Clearly, there is a need for a management and leadership framework to offer a dynamic nexus to share practice and principle across the enclaves of activity. Sharing learning between employers, employees, providers and other parties is vital, but it needs to be flexible so it can be tailored to contexts, accepted by all parties and adaptive to the dynamic nature of the environment. In short it needs to be an 'enabling framework not a restricting cage'.

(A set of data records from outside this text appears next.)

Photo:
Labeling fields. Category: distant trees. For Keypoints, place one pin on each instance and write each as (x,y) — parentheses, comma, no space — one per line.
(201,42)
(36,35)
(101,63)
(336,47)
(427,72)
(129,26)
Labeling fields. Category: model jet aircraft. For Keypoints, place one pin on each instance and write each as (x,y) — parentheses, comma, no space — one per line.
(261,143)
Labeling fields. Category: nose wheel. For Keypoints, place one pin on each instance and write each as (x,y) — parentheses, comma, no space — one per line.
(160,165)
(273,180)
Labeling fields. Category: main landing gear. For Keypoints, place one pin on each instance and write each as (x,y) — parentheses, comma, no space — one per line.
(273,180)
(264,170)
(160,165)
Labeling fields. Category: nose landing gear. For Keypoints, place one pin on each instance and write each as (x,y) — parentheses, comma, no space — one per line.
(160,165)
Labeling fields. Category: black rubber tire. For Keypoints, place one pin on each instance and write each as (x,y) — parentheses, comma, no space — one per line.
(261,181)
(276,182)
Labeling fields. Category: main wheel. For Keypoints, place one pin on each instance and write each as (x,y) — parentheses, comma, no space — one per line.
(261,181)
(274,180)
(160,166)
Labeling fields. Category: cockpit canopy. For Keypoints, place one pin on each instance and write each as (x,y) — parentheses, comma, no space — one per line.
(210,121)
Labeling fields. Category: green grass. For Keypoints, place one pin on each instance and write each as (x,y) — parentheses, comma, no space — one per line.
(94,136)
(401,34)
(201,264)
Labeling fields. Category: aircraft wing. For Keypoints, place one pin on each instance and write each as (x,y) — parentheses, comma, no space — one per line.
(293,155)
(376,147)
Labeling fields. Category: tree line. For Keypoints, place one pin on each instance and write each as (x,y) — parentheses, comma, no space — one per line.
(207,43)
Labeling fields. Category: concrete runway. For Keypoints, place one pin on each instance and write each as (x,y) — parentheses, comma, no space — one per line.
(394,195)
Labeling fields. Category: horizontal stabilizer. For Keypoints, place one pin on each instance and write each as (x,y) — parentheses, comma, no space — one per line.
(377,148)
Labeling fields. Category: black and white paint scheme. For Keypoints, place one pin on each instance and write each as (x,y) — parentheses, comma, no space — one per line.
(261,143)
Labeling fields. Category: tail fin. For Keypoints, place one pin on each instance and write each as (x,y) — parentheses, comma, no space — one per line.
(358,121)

The solution is a flexible web-based framework that is used to map management
and leadership abilities, practice and development opportunities. It needs
to be used by individuals to evaluate their abilities, by employers to build
their own frameworks, by Sector Skill Councils (SSC) to embed management and
leadership within their provision, and by Further and Higher Education institutes
to inform their course development. Such a dynamic framework would become
a nexus that joins communities of practice together and it should dynamically
learn from the inputs of those communities and therefore adapt to needs in
real-time.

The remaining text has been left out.